Zdaję sobie sprawę, że w każdym mieście są biedniejsze i bogatsze dzielnice, jednak w Pradze przepaść ta wydaje mi się ogromna. Centrum miasta to miejsce przepychu, utrzymywane w naprawdę świetnym stanie, a odleglejsze dzielnice to zupełnie inna historia.

DZIEŃ 4 – wyjazd

Około godziny 17 wyjeżdżaliśmy z Pragi, więc mieliśmy jeszcze trochę czasu na zwiedzanie. Ponieważ tego dnia temperatura sięgała ponad 35 stopni, po tym jak przez kilka godzin spacerowaliśmy, postanowiliśmy resztę dnia spędzić w centrum handlowym o nazwie Palladium. Mam jednak złą wiadomość dla osób kochających robić zakupy oraz próbować nowych rzeczy. W Pradze nie ma sklepów, których nie znajdziemy w Polsce (a przynajmniej nie w Palladium). Ceny są delikatnie niższe niż w polskich sklepach, jest także nieco większy wybór i inny asortyment w sieciówkach. Nastawiłam się na zakupy w nowych miejscach, ale skończyłam w takich samych jak te, do których chodzę w Polsce.

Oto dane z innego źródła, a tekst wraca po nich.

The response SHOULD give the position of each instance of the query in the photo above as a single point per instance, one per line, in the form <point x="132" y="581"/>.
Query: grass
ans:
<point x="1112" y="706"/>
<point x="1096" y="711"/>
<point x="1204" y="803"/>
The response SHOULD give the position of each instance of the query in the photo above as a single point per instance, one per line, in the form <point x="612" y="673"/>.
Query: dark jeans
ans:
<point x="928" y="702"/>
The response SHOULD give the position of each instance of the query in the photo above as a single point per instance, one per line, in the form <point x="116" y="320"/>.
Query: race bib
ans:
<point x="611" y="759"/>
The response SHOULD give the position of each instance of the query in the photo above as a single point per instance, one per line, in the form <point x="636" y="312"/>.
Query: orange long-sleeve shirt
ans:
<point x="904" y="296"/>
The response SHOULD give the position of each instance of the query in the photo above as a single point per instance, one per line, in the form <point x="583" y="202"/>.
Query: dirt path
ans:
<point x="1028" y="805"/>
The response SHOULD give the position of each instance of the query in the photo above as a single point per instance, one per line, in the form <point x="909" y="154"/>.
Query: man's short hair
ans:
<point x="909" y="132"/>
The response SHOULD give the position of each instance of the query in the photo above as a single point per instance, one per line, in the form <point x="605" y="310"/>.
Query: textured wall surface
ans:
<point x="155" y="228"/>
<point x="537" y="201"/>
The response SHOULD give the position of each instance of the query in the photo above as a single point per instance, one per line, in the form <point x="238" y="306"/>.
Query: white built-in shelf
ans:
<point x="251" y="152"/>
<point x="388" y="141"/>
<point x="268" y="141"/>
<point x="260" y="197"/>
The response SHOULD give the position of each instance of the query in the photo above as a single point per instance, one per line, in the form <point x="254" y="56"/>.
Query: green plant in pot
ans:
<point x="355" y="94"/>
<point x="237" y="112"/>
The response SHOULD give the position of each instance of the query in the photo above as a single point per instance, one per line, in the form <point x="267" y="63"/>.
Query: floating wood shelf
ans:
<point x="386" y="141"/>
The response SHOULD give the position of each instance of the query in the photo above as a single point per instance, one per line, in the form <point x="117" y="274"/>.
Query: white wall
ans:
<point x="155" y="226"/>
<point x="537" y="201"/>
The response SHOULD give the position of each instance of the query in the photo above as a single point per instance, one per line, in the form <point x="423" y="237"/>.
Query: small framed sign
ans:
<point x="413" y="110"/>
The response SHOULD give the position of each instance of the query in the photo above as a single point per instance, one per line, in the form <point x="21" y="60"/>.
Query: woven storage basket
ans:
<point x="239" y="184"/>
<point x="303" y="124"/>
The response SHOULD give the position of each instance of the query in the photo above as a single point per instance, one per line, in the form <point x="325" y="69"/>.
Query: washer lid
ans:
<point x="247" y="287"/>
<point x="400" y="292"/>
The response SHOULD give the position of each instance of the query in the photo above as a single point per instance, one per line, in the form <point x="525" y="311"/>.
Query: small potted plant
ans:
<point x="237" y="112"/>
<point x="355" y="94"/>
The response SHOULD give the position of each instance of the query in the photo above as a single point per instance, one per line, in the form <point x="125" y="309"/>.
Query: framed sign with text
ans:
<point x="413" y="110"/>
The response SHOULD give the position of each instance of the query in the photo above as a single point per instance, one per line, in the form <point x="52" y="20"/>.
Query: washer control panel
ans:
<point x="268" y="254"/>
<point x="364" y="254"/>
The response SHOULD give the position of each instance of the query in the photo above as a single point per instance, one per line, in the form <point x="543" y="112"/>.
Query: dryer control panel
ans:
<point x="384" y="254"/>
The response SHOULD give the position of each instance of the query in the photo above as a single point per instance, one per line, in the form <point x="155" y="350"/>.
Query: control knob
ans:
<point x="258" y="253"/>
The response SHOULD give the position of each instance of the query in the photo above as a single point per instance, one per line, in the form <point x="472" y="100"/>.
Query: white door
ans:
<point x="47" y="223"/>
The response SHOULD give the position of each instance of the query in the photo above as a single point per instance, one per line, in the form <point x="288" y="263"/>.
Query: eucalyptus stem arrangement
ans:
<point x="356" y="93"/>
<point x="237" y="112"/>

Bardzo nie chciałam wyjeżdżać z Pragi, zakochałam się w tym miejscu. Na pewno jeszcze tam wrócę, by ponownie przejść się Mostem Karola i zjeść trdelnik.

Za wyjazd do Pragi można zapłacić naprawdę grosze, jeśli odpowiednio wcześnie zarezerwuje się transport oraz znajdzie się odpowiedni hotel.

My na te 2,5 dnia wydaliśmy około 400-500PLN (wliczając zakupy w Palladium).

Każdemu kto jeszcze nie odwiedził stolicy Czech – serdecznie polecam!